La possibile fine del pacifismo giapponese
suscita brividi in Asia, dove è ancora viva, soprattutto in Cina, la
memoria dei dolori e disastri causati dal militarismo e dal colonialismo
del Sol Levante nel secolo scorso quando infiammarono il Pacifico. Ma
anche restare ancorati a un pacifismo a tutti i costi sembra
anacronistico vista la situazione intorno al Giappone: la Corea del Nord
continua a lanciare missili balistici (l’ultimo sabato da un
sottomarino) e perfeziona l’arsenale nucleare; Pechino rivendica isole
nel Mar Cinese meridionale e anche vicino alle coste del Giappone (le
Senkaku/Diaoyu) e in questi giorni ha schierato un centinaio di navi
impegnate in manovre a fuoco intorno alle isole Paracel. La settimana
scorsa è stato sfiorato uno scontro tra jet cinesi e giapponesi sulle
isole contese e basterebbe una collisione in volo per un errore di
valutazione di un pilota a far sprofondare le Borse mondiali; Tokyo
assiste impotente anche agli assalti del terrorismo islamico nel mondo,
piange i suoi cittadini rapiti e assassinati in Medio Oriente e ha
appena ricevuto le bare di sette vittime nell’ultimo attentato in
Bangladesh. C’è una finta pace anche nel Pacifico.
E domani la
Corte di arbitrato Onu per la Legge del Mare deciderà sul ricorso di
Manila contro l’occupazione cinese di scogli nelle secche di
Scarborough, a poche centinaia di chilometri dalle coste filippine: la
sentenza sarà secondo tutte le previsioni a favore di Manila e Pechino
ha già detto che la riterrà «carta straccia». La Cina rivendica il 90%
del Mar Cinese meridionale, una via lungo la quale passano ogni anno 5
mila miliardi di merci, compresi i vitali rifornimenti petroliferi per
il Giappone.
Più che alle prossime mosse di Abe sulla
Costituzione, presumibilmente caute, è alla decisione di domani dei
giudici internazionali dell’Aia che bisognerà guardare.

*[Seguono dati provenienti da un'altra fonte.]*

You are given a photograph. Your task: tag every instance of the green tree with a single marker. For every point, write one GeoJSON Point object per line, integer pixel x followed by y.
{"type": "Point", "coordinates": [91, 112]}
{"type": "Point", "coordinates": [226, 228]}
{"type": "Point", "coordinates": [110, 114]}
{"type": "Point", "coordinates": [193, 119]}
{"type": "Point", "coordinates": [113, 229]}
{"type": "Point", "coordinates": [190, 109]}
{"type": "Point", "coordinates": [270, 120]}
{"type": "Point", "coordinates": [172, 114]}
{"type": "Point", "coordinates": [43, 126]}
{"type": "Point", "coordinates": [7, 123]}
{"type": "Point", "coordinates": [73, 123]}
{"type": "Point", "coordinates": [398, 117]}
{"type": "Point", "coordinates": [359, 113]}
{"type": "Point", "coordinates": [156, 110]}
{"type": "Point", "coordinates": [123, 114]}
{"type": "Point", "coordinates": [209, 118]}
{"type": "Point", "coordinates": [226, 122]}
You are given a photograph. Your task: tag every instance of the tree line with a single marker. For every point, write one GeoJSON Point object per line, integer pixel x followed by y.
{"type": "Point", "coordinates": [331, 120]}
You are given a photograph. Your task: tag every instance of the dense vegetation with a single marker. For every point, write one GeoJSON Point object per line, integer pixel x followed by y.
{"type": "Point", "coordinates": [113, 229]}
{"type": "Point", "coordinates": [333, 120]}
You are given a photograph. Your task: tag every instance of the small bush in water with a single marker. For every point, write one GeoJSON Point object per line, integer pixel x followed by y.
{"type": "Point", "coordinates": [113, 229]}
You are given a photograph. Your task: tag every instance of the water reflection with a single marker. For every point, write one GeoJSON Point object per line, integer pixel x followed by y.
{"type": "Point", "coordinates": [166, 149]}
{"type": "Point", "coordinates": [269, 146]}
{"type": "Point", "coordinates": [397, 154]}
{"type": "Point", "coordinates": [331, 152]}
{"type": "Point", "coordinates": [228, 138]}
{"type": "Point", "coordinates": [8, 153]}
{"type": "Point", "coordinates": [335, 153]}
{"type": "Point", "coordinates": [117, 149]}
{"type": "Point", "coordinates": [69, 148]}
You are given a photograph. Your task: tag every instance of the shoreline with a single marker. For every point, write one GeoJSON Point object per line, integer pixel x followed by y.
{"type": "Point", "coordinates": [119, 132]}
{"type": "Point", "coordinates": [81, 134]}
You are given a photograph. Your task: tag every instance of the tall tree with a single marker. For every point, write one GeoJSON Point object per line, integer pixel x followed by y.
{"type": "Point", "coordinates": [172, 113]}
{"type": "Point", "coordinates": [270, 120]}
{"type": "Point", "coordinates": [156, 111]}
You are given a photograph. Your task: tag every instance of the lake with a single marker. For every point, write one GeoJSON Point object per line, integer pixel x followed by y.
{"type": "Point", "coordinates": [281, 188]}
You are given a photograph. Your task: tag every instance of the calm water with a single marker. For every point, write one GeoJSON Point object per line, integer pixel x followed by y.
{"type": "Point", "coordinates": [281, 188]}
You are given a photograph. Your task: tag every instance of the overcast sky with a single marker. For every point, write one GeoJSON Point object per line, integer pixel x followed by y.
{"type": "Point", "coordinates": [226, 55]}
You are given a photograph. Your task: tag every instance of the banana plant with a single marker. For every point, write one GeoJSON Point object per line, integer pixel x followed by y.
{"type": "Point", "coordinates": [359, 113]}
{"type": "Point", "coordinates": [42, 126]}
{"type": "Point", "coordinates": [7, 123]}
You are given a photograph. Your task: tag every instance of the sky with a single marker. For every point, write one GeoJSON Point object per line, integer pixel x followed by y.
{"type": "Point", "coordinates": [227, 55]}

Rifiutandola,
Pechino si metterà fuori dalla legge delle Nazioni Unite e darà un’altra
spinta alla corsa al riarmo nella regione.
Ma è anche vero che
nel mondo globalizzato il fatto che il primo ministro del Giappone terza
economia del pianeta possa distrarre la sua azione di governo dalla
crescita, dirottandola su una riforma costituzionale impopolare, è
comunque un rischio destabilizzante.